SHANGHAI: China stocks closed down on Thursday as better-than-expected trade data dented expectations of strong stimulus, even though the top securities regulator vowed to protect small investors and address deep-rooted issues in the market.
China’s blue-chip CSI300 Index lost 0.6% and the Shanghai Composite Index slipped 0.4% at close.
Hong Kong’s share benchmark Hang Seng finished down 1.3%, while the Hang Seng China Enterprises Index declined 1%.
Other Asian stocks were mostly up as investors took comfort from growing signs the U.S. Federal Reserve will soon embark on rate cuts.
China’s export and import growth in the January-February period beat forecasts. Analysts worry it might soften stimulus strength as China set a 5% economic growth target for 2024 this week, but did not provide plans for strong stimulus.

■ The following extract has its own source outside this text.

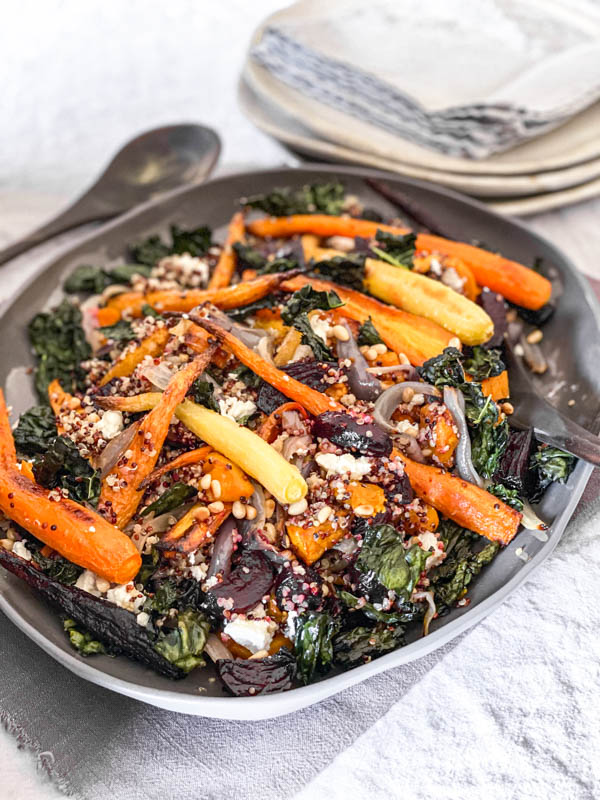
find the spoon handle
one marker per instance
(80, 212)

China stocks ends higher for third week on policy hopes
Also hurting sentiment, China’s Foreign Minister Wang Yi said that the United States continues to hold the wrong perception of China and has yet to fulfil its promises despite some progress since the presidents of both countries met last November.
Healthcare, artificial intelligence and photovoltaic sectors fell between 2.5% and 3.8% to lead the declines.
WuXi AppTec tumbled as the U.S. Senate’s Homeland Security Committee voted to approve a bill that could restrict business with Chinese biotech companies.
Hong Kong-listed tech giants lost 1.6%, but JD.com jumped 6% after the Chinese online retailer reported fourth-quarter revenue above estimates.
China’s securities regulator vowed to protect small investors by cracking down on market misbehaviour and improving the quality of listed companies.
“We think these are positive messages,” said Morgan Stanley in a note. “We continue to believe that breaking out of the ongoing deflation pressure through a stronger fiscal package would be more important to stabilizing and rebooting Chinese listed companies’ earnings growth outlook.”